En effet, en ces temps de crise multidimensionnelle de l’Etat français, d’expansion de la dissidence et de la résurgence de la radicale militance, les accusations de complotisme, cette technique de censure employée par les gouvernants pour verrouiller le débat, éluder les interrogations par trop fâcheuses, délégitimer les discours radicalement critiques, fleurissent dans les ors du Palais présidentiel macronien en voie d’absolutisme et sur les plateaux de la télévision française, majoritairement détenue par les grands argentiers.

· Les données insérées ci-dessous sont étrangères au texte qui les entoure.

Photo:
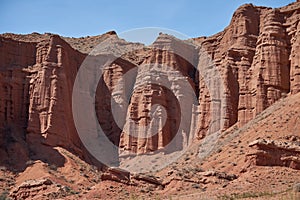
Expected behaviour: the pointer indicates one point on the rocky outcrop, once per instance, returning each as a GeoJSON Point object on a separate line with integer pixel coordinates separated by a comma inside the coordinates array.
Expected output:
{"type": "Point", "coordinates": [176, 89]}
{"type": "Point", "coordinates": [274, 153]}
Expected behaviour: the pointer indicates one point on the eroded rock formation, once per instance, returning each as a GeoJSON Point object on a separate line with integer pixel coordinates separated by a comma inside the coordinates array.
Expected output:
{"type": "Point", "coordinates": [188, 87]}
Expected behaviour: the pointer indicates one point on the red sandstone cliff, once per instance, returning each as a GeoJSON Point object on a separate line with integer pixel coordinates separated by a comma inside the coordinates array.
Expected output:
{"type": "Point", "coordinates": [257, 57]}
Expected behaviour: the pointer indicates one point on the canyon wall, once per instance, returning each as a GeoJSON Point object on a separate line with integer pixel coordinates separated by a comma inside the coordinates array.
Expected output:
{"type": "Point", "coordinates": [198, 86]}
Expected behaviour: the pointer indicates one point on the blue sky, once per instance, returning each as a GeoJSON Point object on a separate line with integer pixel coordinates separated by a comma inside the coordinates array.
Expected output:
{"type": "Point", "coordinates": [81, 18]}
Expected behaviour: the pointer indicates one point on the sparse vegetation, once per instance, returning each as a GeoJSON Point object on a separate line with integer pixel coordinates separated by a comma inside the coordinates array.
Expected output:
{"type": "Point", "coordinates": [4, 195]}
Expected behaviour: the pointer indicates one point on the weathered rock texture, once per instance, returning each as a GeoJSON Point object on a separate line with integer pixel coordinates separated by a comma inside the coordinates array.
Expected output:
{"type": "Point", "coordinates": [274, 153]}
{"type": "Point", "coordinates": [255, 59]}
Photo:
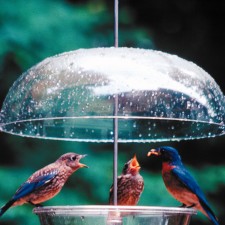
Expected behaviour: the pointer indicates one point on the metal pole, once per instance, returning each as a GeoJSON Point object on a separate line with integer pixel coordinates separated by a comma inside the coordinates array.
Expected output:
{"type": "Point", "coordinates": [115, 121]}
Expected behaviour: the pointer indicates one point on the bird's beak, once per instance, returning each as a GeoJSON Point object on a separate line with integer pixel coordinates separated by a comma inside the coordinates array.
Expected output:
{"type": "Point", "coordinates": [80, 164]}
{"type": "Point", "coordinates": [134, 163]}
{"type": "Point", "coordinates": [153, 152]}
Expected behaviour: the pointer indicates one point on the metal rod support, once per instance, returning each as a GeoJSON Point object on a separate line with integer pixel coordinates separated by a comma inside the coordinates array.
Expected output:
{"type": "Point", "coordinates": [115, 121]}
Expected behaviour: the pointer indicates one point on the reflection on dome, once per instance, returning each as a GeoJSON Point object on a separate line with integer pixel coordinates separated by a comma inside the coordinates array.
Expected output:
{"type": "Point", "coordinates": [71, 96]}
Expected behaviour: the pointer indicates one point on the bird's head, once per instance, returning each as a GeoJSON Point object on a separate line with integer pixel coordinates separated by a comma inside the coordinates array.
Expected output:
{"type": "Point", "coordinates": [167, 153]}
{"type": "Point", "coordinates": [132, 166]}
{"type": "Point", "coordinates": [72, 160]}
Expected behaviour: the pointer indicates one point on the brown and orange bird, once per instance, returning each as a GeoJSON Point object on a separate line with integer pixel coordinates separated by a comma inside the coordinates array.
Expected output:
{"type": "Point", "coordinates": [45, 183]}
{"type": "Point", "coordinates": [130, 184]}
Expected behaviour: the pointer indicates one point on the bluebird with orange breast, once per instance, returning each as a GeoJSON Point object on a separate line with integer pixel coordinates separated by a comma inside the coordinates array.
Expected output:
{"type": "Point", "coordinates": [180, 183]}
{"type": "Point", "coordinates": [130, 184]}
{"type": "Point", "coordinates": [45, 183]}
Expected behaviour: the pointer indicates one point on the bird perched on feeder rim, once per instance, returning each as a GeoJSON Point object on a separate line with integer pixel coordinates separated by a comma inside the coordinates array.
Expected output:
{"type": "Point", "coordinates": [180, 183]}
{"type": "Point", "coordinates": [130, 184]}
{"type": "Point", "coordinates": [45, 183]}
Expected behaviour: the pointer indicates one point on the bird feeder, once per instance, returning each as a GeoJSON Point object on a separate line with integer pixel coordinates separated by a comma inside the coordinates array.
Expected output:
{"type": "Point", "coordinates": [114, 95]}
{"type": "Point", "coordinates": [71, 96]}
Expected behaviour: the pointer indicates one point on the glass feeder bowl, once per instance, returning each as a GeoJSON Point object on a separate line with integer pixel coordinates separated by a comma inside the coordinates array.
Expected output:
{"type": "Point", "coordinates": [113, 215]}
{"type": "Point", "coordinates": [71, 97]}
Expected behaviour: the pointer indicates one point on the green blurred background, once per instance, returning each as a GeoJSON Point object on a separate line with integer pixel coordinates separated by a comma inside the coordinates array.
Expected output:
{"type": "Point", "coordinates": [33, 30]}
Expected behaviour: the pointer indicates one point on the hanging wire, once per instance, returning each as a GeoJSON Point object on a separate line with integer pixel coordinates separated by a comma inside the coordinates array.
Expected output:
{"type": "Point", "coordinates": [115, 121]}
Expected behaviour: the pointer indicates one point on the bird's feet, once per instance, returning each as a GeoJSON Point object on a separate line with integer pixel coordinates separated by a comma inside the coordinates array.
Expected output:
{"type": "Point", "coordinates": [36, 205]}
{"type": "Point", "coordinates": [187, 206]}
{"type": "Point", "coordinates": [190, 206]}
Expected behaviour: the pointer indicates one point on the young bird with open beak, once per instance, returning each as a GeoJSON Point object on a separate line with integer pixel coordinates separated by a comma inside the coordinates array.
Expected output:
{"type": "Point", "coordinates": [130, 184]}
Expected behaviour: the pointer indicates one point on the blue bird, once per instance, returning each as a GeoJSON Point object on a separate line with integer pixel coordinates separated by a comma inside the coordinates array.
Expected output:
{"type": "Point", "coordinates": [180, 183]}
{"type": "Point", "coordinates": [45, 183]}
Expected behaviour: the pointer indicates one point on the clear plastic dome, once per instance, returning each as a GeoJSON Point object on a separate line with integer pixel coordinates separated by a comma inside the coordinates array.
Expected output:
{"type": "Point", "coordinates": [71, 96]}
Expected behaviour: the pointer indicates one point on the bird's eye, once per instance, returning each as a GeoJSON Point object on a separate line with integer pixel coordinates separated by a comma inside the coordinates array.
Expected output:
{"type": "Point", "coordinates": [73, 158]}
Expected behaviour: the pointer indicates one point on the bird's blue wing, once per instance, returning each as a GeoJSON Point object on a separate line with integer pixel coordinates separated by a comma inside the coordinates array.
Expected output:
{"type": "Point", "coordinates": [187, 180]}
{"type": "Point", "coordinates": [190, 183]}
{"type": "Point", "coordinates": [28, 187]}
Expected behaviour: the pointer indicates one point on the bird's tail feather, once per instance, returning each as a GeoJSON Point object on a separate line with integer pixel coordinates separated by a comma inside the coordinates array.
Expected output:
{"type": "Point", "coordinates": [6, 206]}
{"type": "Point", "coordinates": [209, 213]}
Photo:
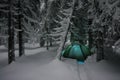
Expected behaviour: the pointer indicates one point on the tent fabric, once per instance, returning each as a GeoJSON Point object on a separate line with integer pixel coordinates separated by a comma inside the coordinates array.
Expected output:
{"type": "Point", "coordinates": [76, 51]}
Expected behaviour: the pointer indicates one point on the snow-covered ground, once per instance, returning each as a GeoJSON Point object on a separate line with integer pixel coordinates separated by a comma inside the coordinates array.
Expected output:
{"type": "Point", "coordinates": [30, 49]}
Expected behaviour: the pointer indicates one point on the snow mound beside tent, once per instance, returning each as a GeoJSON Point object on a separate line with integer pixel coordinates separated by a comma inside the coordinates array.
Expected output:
{"type": "Point", "coordinates": [55, 70]}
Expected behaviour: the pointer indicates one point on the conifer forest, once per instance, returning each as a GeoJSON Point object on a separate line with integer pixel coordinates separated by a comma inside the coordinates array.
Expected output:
{"type": "Point", "coordinates": [59, 39]}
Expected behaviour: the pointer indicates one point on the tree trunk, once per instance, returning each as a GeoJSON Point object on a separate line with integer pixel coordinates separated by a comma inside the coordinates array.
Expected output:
{"type": "Point", "coordinates": [64, 37]}
{"type": "Point", "coordinates": [11, 55]}
{"type": "Point", "coordinates": [21, 43]}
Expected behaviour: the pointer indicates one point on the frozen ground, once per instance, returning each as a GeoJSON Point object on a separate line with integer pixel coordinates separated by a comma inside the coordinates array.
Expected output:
{"type": "Point", "coordinates": [41, 65]}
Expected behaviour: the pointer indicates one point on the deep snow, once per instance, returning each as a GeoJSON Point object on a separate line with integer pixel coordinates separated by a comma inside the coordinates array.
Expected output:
{"type": "Point", "coordinates": [42, 65]}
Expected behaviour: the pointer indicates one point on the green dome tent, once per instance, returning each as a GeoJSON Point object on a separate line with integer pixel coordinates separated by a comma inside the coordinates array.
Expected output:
{"type": "Point", "coordinates": [76, 51]}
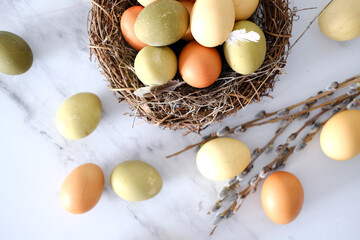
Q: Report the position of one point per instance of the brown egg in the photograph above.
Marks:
(199, 66)
(188, 5)
(282, 197)
(127, 23)
(82, 188)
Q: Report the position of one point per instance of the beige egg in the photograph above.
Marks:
(222, 158)
(135, 180)
(82, 188)
(245, 49)
(79, 115)
(162, 23)
(340, 20)
(212, 21)
(244, 8)
(340, 136)
(155, 66)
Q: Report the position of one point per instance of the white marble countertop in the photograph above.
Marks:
(35, 159)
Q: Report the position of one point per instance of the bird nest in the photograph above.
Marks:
(178, 105)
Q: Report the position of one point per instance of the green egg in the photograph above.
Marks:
(162, 23)
(135, 181)
(15, 54)
(245, 49)
(79, 115)
(155, 66)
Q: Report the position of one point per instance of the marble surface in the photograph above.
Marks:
(35, 159)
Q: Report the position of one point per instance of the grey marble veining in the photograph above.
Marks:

Ainsi, en France, sous l’oligarchie macronienne, l’accusation de complotisme fait florès où elle vise souvent à disqualifier toute pensée critique, criminaliser toute voix dissidente.

Particulièrement utilisée depuis la Première Guerre mondiale, notamment à l’époque de l’existence de la flamboyante URSS, l’accusation de complotisme permet de discréditer, diaboliser, psychiatriser, voire criminaliser tout adversaire qui remet en cause la «vérité officielle», le discours dominant.

En matière de diffusion du savoir et d’information, le statut légitime le propos. En d’autres termes, le propos n’a pas la même légitimité selon le statut de son émetteur ou rédacteur. Seul le discours officiel dûment assermenté a droit de cité, bénéficie de l’autorisation argumentaire et réglementaire. Toute parole dissonante, émise par quelque «citoyen lambda», quand bien même scientifiquement documentée et argumentée, est frappée du sceau du discrédit et de l’interdit. Son auteur est ostracisé, fustigé, réduit au silence, voire accusé de complotisme.

Or, s’il y a une vérité historique à énoncer, c’est que le complot, pratique du complot des puissants qu’il faut différencier de la théorie du complot conceptualisée par les médias et brandie par les gouvernants, est l’œuvre des classes régnantes. La pratique du complot règne dans les instances de pouvoir. Au sein des classes dirigeantes, et non parmi les classes dérangeantes ; autrement dit le peuple, le prolétariat.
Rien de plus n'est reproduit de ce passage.